Ferrero Rocher Gelato ice cream machine

If you’re like me, and you’ve got a bottle of hazelnut liqueur lying around just begging to be used (originally purchased for my Ferrero Rocher brownies I expect) then be my guest and add a couple of tablespoons into the gelato batter before you chill it. I wouldn’t go out of your way to track some down if not, as it will just end up sitting in the drinks cupboard for the rest of eternity otherwise. 


Hazelnut liqueur.jpg

To be fair, it does go very nicely in a hot chocolate… so expect that recipe heading your way in around three months’ time.


Ferrero Rocher Gelato

Super soft Nutella flavoured gelato, filled with crushed Ferrero Rocher pieces and swirls of chocolate hazelnut deliciousness. Inspired by my recent trip to Italy.


Prep Time: 20 mins

Total Time: 12 hrs

Course: Dessert

Cuisine: Italian


INGREDIENTSINSTRUCTIONS
To make the gelato:

130 g caster sugar (US granulated sugar)

4 large egg yolks

600 ml whole milk

120 ml double or heavy cream

250 g Nutella chocolate hazelnut spread

2 tbsp Frangellico hazelnut liqueur optional
Add ins

10 Ferrero Rocher coarsely chopped

150 g Nutella chocolate hazelnut spread.
Place the sugar and egg yolks in a small bowl, and beat together using an electric whisk until pale and fluffy. When you pull the beaters out of the mixture, it should fall back on itself in ribbons. Set aside.

Pour the milk, cream, and Nutella into a medium saucepan and heat on medium-low until almost boiling, stirring occasionally to stop a skin from forming. Remove from the heat. Spoon a couple of tablespoons of the hot milk into the egg and sugar mixture and stir together to loosen up the eggs. Then pour all of the egg and sugar mixture into the saucepan with the milk, immediately stirring together well.

Return the saucepan to a medium-low heat and heat for 8-10 minutes, or until the mixture coats the back of a wooden spoon. Make sure to constantly stir the mixture while cooking, as you do not want it to burn.

Once the custard is thick enough, stir in the Frangellico if using, and remove from the heat. Place the saucepan in a sink of cold water to cool down (not letting any water get into the gelato batter). Stir occasionally to avoid a skin forming. Once cooled to almost room temperature, cover the surface of the batter with cling film (or plastic wrap) and place in the fridge for at least 4 hours – overnight is best. This is to ensure the batter is as cold as possible before churning.

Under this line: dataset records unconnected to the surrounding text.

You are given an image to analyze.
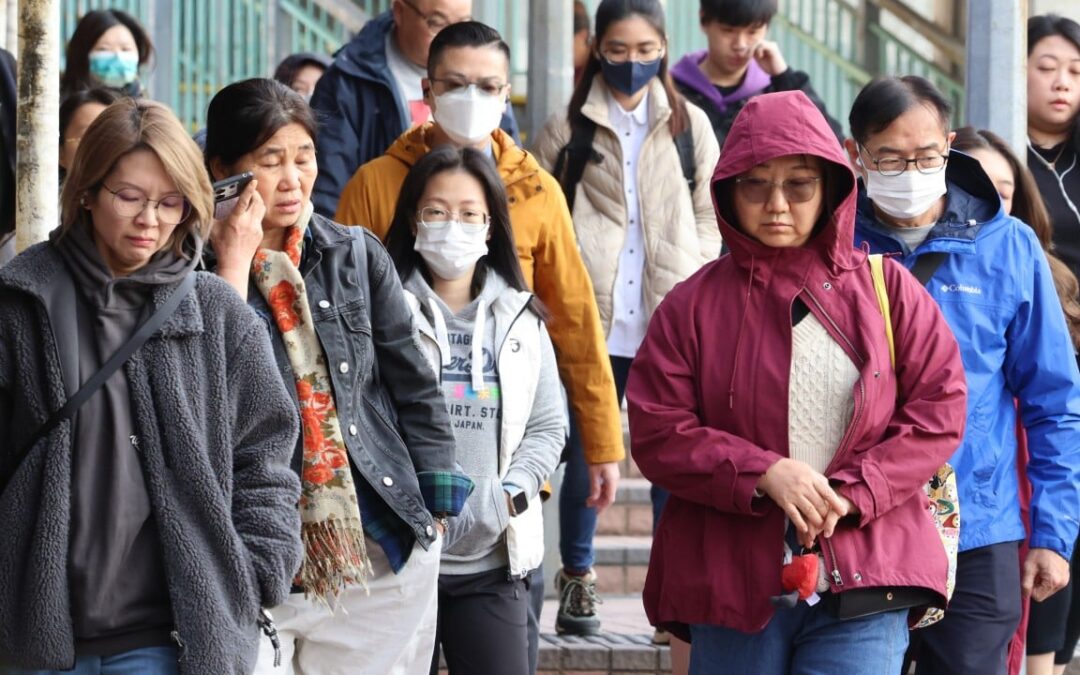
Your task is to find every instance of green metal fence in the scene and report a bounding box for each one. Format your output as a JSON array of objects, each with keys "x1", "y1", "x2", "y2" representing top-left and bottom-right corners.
[
  {"x1": 60, "y1": 0, "x2": 349, "y2": 131},
  {"x1": 60, "y1": 0, "x2": 963, "y2": 135}
]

The next day, place the gelato batter in the frozen ice cream maker bowl and churn as per the manufacturer’s instructions. My machine takes about 25 minutes to churn this gelato batter. Once the gelato is the consistency of soft-serve ice cream, remove from the machine and place in an ice cream container or loaf tin, adding chopped or crushed Ferrero Rocher pieces and swirls of Nutella between the layers of gelato. Top the gelato with more Ferrero Rocher pieces. Place in the freezer to firm up – this should only take a couple of hours or so.
Notes:
Homemade gelato or ice cream will not keep as well as store-bought, so do not keep for longer than a month. If the top of the gelato crystallises, then the ice cream underneath may still be good, so don’t throw it away just yet!